Em 6 de março, os estivadores iniciam uma greve contra um decreto do Governo do PP que destrói até os alicerces os direitos sociais obtidos com a organização e a luta, e recolhidos em convênios e leis, como o Convênio 137 da Organização Internacional do Trabalho, ratificado pela Espanha em 1973, para garantia e regularidade do emprego e das retribuições mínimas deste coletivo de trabalhadores.
A desculpa é uma sentença, ditada pelo Tribunal de Justiça da União Europeia em 11/12/14, que obriga modificar a legislação e liberalizar os portos. Esta norma, segundo os estivadores, vai muito além do que assinala a União Europeia, que não obriga explicitamente a que se degradem suas condições trabalhistas. Essencialmente, consiste em colocar os portos à disposição das grandes empresas do setor, a maioria delas multinacionais, livres de travas sociais, convênios coletivos, controle do profissionalismo e da capacitação dos trabalhadores etc.

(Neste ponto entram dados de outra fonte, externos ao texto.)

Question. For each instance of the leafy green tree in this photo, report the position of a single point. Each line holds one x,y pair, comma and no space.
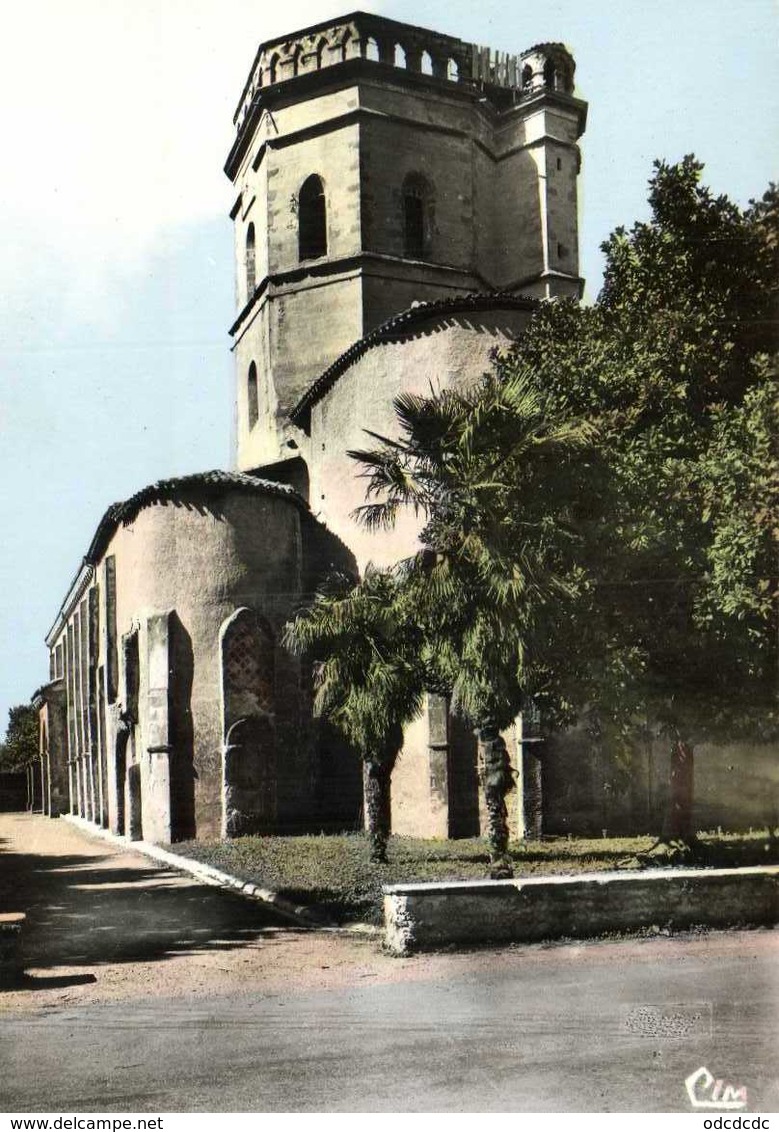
20,745
494,477
673,366
368,678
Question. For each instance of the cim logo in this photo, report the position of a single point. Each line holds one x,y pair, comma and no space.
708,1091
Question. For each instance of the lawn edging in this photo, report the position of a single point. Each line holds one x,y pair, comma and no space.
298,914
430,916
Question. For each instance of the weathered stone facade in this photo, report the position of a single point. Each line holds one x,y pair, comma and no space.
403,202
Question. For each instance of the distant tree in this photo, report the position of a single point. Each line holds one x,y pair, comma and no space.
20,745
675,366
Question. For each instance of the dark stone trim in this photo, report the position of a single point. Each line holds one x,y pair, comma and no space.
396,327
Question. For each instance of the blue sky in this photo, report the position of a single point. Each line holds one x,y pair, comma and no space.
117,267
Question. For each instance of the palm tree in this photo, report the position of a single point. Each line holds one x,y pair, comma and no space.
493,474
367,676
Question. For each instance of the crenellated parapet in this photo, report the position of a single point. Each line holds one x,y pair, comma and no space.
404,46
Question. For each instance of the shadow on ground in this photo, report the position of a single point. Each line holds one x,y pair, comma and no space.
83,910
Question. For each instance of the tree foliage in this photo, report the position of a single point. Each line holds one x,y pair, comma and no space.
366,652
676,366
20,745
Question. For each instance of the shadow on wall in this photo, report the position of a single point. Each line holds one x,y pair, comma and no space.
182,736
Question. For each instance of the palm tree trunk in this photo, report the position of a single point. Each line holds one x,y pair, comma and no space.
376,778
681,826
497,780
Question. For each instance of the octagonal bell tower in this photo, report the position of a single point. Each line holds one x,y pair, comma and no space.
378,164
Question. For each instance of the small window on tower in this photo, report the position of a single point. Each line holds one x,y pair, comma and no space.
253,395
417,207
311,220
250,263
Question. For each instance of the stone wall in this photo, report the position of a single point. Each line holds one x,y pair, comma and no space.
424,917
498,212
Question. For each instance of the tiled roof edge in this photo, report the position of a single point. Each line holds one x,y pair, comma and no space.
399,324
211,483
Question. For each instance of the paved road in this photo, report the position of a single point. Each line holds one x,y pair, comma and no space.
568,1029
177,1013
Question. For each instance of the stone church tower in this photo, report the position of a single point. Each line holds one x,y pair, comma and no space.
381,165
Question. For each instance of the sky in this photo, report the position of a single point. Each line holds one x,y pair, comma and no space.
116,247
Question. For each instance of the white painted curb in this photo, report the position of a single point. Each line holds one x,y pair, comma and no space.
298,914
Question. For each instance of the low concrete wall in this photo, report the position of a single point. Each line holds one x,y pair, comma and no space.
420,917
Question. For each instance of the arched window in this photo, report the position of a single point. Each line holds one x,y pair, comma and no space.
250,263
253,395
311,220
417,216
296,59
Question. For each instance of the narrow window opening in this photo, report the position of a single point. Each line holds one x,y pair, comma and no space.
253,395
313,220
414,225
250,263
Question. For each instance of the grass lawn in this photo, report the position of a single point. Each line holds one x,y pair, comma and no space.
333,874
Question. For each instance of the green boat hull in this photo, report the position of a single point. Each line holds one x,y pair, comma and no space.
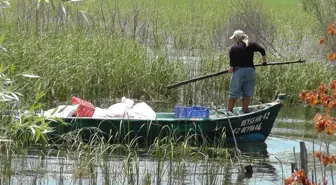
252,127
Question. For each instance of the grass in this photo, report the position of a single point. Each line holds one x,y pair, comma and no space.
101,50
126,48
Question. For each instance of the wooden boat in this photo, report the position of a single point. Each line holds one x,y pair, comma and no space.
251,127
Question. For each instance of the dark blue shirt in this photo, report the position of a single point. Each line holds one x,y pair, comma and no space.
242,55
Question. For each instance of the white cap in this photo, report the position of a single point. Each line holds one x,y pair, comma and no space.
237,33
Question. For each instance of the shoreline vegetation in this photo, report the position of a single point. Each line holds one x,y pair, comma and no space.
103,50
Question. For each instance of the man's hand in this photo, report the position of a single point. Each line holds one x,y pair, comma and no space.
230,70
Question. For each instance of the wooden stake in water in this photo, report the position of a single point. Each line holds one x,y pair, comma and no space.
303,157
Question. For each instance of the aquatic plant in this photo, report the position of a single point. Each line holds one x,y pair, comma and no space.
322,101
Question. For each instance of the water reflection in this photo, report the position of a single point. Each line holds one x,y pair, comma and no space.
270,161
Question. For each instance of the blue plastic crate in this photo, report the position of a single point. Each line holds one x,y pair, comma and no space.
192,112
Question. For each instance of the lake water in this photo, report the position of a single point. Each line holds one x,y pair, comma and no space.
271,162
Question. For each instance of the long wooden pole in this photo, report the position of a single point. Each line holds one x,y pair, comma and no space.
226,71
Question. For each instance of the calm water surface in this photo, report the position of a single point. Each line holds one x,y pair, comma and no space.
271,163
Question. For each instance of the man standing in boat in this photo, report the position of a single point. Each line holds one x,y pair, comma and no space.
243,78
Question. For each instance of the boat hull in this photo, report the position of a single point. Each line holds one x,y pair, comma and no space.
251,127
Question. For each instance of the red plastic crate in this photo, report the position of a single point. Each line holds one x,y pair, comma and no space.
85,108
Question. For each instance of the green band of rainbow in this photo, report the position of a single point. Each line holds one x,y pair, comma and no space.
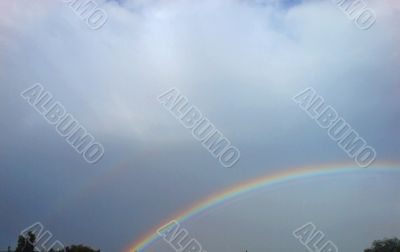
268,180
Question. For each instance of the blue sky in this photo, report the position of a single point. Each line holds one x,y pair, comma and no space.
240,64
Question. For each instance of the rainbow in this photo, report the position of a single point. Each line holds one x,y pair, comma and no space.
268,180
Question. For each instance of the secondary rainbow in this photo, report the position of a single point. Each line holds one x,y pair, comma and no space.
268,180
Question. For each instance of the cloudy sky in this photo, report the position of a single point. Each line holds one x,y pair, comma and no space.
240,62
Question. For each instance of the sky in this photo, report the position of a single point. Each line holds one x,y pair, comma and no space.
239,62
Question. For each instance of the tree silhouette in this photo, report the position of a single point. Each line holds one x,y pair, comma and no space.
26,243
386,245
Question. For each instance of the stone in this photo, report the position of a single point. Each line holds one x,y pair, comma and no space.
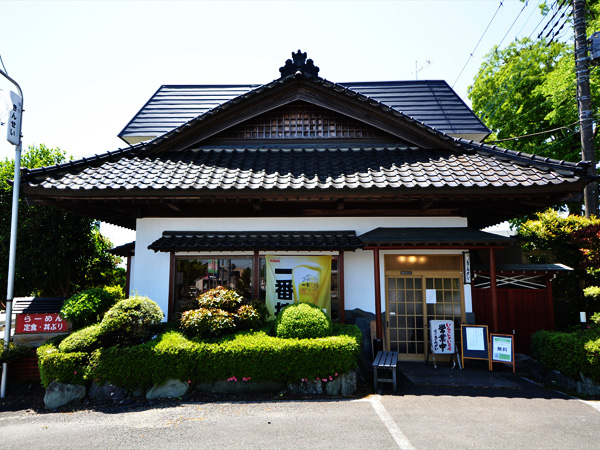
348,383
61,394
333,387
106,393
169,389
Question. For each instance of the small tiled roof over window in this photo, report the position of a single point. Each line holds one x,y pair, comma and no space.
212,241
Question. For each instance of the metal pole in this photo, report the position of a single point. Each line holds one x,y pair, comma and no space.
584,100
13,246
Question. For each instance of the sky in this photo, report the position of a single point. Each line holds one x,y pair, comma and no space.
87,67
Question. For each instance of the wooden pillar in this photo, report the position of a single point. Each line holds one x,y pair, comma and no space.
341,286
256,276
378,320
172,269
494,290
550,323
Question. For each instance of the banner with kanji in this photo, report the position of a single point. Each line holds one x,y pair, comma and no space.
298,279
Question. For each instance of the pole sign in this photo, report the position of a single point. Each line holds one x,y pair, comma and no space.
13,129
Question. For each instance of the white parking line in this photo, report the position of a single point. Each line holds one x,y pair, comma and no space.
388,421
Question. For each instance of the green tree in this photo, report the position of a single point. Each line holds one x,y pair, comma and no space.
58,252
528,90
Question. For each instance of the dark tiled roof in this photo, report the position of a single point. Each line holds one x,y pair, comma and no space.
257,240
305,168
431,102
409,237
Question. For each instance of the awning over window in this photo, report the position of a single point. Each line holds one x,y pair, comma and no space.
431,237
212,241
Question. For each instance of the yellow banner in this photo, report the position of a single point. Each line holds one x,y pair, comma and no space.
298,279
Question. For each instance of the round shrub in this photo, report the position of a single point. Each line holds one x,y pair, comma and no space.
302,321
220,298
207,322
88,307
131,321
84,340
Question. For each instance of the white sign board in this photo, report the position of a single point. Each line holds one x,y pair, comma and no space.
441,333
13,129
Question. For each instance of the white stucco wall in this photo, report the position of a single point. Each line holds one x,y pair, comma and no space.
151,269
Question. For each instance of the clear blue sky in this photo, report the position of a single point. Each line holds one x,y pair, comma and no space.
86,67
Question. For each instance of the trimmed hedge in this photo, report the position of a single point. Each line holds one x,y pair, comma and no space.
571,354
254,355
302,321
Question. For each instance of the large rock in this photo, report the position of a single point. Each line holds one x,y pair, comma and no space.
61,394
106,393
169,389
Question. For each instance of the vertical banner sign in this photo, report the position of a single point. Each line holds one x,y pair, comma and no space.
442,336
298,279
13,130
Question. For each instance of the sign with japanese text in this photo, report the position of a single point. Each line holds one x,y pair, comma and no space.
502,348
298,279
441,333
13,129
41,323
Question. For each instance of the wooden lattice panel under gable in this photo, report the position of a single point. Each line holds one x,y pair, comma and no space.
301,120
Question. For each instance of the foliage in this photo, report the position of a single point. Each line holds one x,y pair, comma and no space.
302,321
62,367
88,307
171,355
13,352
221,311
84,340
131,321
571,354
548,239
58,252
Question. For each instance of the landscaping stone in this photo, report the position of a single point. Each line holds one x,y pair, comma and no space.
170,389
61,394
348,383
106,393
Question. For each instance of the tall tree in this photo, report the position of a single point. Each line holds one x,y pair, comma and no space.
58,252
528,91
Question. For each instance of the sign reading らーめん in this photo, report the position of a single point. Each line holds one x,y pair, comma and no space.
40,323
298,279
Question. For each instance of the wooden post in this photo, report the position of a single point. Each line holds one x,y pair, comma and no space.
256,276
494,289
378,320
341,286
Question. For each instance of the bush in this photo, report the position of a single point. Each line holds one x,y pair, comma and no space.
571,354
62,367
254,355
222,311
88,307
302,321
130,321
84,340
207,322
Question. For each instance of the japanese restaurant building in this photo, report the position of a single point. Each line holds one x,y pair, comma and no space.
366,196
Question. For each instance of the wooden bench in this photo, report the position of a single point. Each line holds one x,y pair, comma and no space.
387,361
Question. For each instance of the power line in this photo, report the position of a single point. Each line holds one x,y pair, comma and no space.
478,42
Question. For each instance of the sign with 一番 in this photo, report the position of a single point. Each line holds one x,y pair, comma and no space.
298,279
441,334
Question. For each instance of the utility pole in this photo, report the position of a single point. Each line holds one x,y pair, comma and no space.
584,101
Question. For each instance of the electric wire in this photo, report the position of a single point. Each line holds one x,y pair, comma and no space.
478,42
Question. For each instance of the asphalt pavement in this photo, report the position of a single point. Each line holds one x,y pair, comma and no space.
523,415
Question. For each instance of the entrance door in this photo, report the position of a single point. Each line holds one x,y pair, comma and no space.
414,300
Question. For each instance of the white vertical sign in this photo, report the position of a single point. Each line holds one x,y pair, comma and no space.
13,129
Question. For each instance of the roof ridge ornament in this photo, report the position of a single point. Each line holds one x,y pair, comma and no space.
299,63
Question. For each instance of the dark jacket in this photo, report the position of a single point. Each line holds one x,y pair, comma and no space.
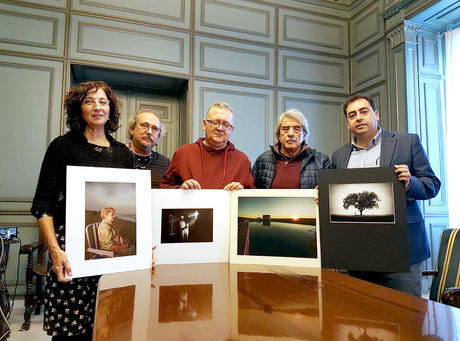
264,168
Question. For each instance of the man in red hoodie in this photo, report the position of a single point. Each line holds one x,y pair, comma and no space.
212,162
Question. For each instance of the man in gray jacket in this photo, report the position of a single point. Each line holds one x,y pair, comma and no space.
373,146
290,163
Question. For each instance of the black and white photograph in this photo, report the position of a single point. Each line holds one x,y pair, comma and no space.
275,227
366,203
192,225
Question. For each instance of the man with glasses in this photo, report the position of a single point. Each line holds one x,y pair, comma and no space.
212,161
144,133
290,163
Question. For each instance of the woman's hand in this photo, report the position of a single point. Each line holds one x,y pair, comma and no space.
154,259
61,264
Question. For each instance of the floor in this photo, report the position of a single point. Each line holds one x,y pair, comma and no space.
35,332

Os representantes sindicais dos estivadores afirmam que o registro de trabalhadores portuários, cuja eliminação é elemento essencial desta batalha, onde estão recenseados os trabalhadores formados e experimentados no trabalho do setor, e que o governo do PP quer eliminar, persiste em 12 dos 27 países da União Europeia e, portanto, deve ser mantido. O governo afirma, pelo contrário, que a única forma de executar a sentença e de regulamentar o regime jurídico do serviço portuário de manipulação de mercadorias é derrogando a relação trabalhista especial dos estivadores portuários e com a extinção de todos os contratos dos trabalhadores que atualmente prestam seus serviços.
O decreto terá os seguintes efeitos:
- Os contratos indefinidos se convertem em empregos precários pendentes de contratação pelas empresas de estiva. Estas disporão de um período de três anos em que estarão obrigadas a contratar 75%, 50% e 25% durante o primeiro, segundo e terceiro ano. Portanto, poderão substituir 25%, 50% e 75% no primeiro, segundo e terceiro ano. Conclusão: é um Expediente de Regulamentação do Emprego que afeta os 6.150 trabalhadores da estiva em todo o país, uma demissão coletiva.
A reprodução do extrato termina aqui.